Die große Lust auf Panettone
Zu Weihnachten stapelt sich der italienische Festtagskuchen auch in vielen deutschen Supermärkten. In seiner Heimat schmeckt das vielen nicht
Rom Plätzchen, Christstollen, Lebkuchen und Spekulatius: Wer in der Adventszeit durch Supermärkte läuft, mag durchaus daran zweifeln, dass der Kunde noch nach weiterem süßen Weihnachtsgebäck verlangt. Doch immer häufiger stolpert der Verbraucher nun auch an großen Kisten mit runden Kuchen vorbei: Panettone, ein fluffiger italienischer Kuchen aus Sauerteig und Rosinen.
Doch mit einem richtigen Panettone hat es manchmal wenig zu tun, was in deutschen Supermärkten steht. Dieser Meinung sind zumindest viele in seiner Heimat Italien, wo man den Panettone gerne so liebevoll umsorgt wie ein Kind. „Man muss unterscheiden zwischen industriell hergestelltem Panettone und handgemachtem“, sagt Amerigo Martucciello, Präsident des italienischen Panettone-Konsortiums. Das Herzstück sei die Mutterhefe, ein gehätschelter Sauerteigansatz, der dem Kuchen seine Lockerheit gibt.
Weitere Zutaten sind Zucker, frische Eier, Milch, viel Butter, Rosinen, Orangeat, Zitronat, Salz und Wasser – basta. Emulgatoren, Konservierungsstoffe und Bierhefe hätten in einem wahren Panettone nichts zu suchen, meint Martucciello. Panettone aus der Fabrik hält länger als 60 Tage, manchmal gar sechs Monate – ein von Hand hergestellter wesentlich kürzer.

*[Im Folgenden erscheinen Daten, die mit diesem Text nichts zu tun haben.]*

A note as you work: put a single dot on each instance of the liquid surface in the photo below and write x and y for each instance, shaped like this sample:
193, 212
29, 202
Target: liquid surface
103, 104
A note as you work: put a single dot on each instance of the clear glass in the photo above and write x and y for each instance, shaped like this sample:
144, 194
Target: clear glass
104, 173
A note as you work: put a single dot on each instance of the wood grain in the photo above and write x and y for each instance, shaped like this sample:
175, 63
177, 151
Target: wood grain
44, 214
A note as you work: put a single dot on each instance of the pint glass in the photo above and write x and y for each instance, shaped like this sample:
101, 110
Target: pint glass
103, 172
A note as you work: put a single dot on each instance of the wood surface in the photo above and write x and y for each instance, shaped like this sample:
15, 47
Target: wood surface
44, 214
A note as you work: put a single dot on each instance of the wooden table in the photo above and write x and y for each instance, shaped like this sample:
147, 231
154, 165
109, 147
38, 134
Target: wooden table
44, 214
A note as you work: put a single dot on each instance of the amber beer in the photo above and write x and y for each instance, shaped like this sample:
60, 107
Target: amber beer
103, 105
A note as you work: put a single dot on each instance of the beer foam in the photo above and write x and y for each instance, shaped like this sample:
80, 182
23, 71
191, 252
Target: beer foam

Handwerksbäckereien könnten den weltweiten Hunger nach „abertausenden“Panettone nicht stillen, sagt Martucciello. „Es gibt wirklich einen Boom, nicht nur in Deutschland. In Großbritannien wurde letztes Jahr mehr Panettone als traditioneller Christmas Pudding verkauft.“
Dario Loison hat in Costabissara bei Vicenza sogar ein kleines Panettone-Museum gegründet. Er beliefert Feinkostläden in Deutschland wie Käfer in München oder an Kaufhof. „Das Geschäft wächst, nicht nur in Deutschland“, sagt er. Weil Discounter Billig-Panettone schon für drei Euro das Kilo anbieten, sei das Kuchenwerk nun noch viel bekannter geworden. „Aber für drei Euro kaufe ich noch nicht mal die Grundzutaten.“So kann ein besonders feiner Panettone aus seiner Backstube bis zu 30 Euro kosten.
Italien verfällt schon Wochen vor Weihnachten in einen regelrechten Panettone-Rausch. Es gibt Panettone-Messen, Panettone-Werbefilme, Panettone-Zeitungsartikel, Panettone-Kreationen mit Alkohol, Schokolade oder Trockenfrüchten und Panettone-Wettbacken. Dazu reisten in diesem Jahr auch Bäcker aus Tokio, New York und Sydney an. Gewonnen hat ihn dann zwar ein Italiener. Aber dem PanettoneBoom rund um den Globus tut das keinen Abbruch.
Der Panettone stammt ursprünglich aus Mailand, wo sich immer noch unzählige Konditoreien der Backkunst verschrieben haben. Der Legende nach soll er von einem Küchenjungen namens Toni geschaffen worden sein. Der soll einem Koch aus der Patsche geholfen haben, dem das Dessert für die Festtagsgesellschaft seines Herren im Ofen verkohlt war. Mit Mutterhefe und den Resten aus der Speisekammer soll Toni das Mahl gerettet haben. Fertig war „il pane di Toni“(Tonis Brot), heute Panettone.